Come al solito si usano termini inglesi per far apparire le cose migliori di quello che sono. Spending review significherebbe revisione della spesa, verrebbe da dire che ci vogliono un bel paio di occhiali se il Governo dei professori ha avuto una svista da 16 miliardi di euro di ulteriori tagli.

I tagli si abbattono sul pubblico, abbattendo in pochi anni il numero di impiegati, dirigenti e nuove assunzioni. Si direbbe l’ennesima manovra depressiva degli ultimi anni. Meno potere d’acquisto e meno lavoro producono solo il calo delle vendite e dell’economia.

Resta la retorica del “Ce lo chiede l’Europa”, perchè i nostri conti “devono essere in ordine” come dice il presidente Monti. Di fronte a questi diktat non esiste alcuno spazio di contrattazione con le forze sociali. Messa nel cassetto definitivamente la storica “concertazione” con i sindacati, che a questo giro non possono che invocare nuovamente lo sciopero generale.

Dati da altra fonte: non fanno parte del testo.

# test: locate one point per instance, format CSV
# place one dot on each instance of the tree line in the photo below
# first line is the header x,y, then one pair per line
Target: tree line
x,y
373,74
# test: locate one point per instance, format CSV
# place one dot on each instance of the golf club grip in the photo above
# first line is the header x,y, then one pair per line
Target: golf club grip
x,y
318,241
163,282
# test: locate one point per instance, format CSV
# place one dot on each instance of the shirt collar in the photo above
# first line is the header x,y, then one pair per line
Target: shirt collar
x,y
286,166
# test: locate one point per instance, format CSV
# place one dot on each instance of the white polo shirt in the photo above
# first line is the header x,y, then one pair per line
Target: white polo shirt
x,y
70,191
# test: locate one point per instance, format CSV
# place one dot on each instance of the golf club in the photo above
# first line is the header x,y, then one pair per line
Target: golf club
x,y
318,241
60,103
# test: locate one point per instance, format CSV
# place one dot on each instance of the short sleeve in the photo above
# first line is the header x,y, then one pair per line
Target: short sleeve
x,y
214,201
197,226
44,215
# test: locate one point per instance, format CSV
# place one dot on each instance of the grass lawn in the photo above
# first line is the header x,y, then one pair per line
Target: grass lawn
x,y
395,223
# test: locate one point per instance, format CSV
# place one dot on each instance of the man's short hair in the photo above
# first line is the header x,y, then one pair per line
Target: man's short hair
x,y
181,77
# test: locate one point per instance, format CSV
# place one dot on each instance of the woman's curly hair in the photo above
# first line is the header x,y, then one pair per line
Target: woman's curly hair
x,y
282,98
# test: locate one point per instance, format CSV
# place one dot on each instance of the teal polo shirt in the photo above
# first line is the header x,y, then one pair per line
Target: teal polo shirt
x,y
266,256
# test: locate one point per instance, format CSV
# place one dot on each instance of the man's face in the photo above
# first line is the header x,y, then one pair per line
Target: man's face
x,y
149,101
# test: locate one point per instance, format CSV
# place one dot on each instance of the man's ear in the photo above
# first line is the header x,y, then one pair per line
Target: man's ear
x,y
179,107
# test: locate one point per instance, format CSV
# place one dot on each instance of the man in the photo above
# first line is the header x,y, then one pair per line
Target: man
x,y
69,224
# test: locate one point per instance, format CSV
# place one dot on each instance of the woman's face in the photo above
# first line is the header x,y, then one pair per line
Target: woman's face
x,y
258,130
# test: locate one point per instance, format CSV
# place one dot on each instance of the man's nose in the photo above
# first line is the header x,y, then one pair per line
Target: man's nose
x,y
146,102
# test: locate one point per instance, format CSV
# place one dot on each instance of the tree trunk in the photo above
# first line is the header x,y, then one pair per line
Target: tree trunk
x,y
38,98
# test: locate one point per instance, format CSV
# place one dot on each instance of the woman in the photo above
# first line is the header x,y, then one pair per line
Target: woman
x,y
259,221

Pubblico impiego significa anche scuola e università pubblica. Non è bastato il più grande licenziamento di massa della storia italiana, con la 133 e la messa fuori dalla porta di decine di migliaia di precari della scuola, evidentemente i docenti e i lavoratori della scuola sono sempre più destinati a diminuire ed invecchiare fino al pensionamento. In una fase in cui viene tanto richiesta innovazione e modernità, l’unica cosa che il governo è riuscito a fare è stato allungare l’età di pensionamento, trattenere sul luogo di lavoro chi si apprestava alla pensione e non permettere il ringiovanimento del corpo docenti tutto.

Ciliegina sulla torta, nonchè definitiva umiliazione e schiaffo alla decenza, è l’ulteriore taglio al fondo di funzionamento ordinario dell’ università. Ulteriori 200 milioni di euro in meno alle università pubbliche, spostati direttamente sulle scuole paritarie (non statali). Ciò che non era stato in grado di fare neanche il governo Berlusconi in tempi di tagli all’istruzione – ricordiamo che i fondi alle paritarie sono rimasti fondamentalmente invariati dal 2007 ad oggi – vuol essere in grado di farlo il Governo dei Professori: togliere all’università pubblica, per dare alla scuola privata.

Un paradosso tale da far rabbrividire, crolla definitivamente lo spettro del “non ci sono soldi” a favore di un meno rassicurante ma più sincero “non ci sono soldi per voi”.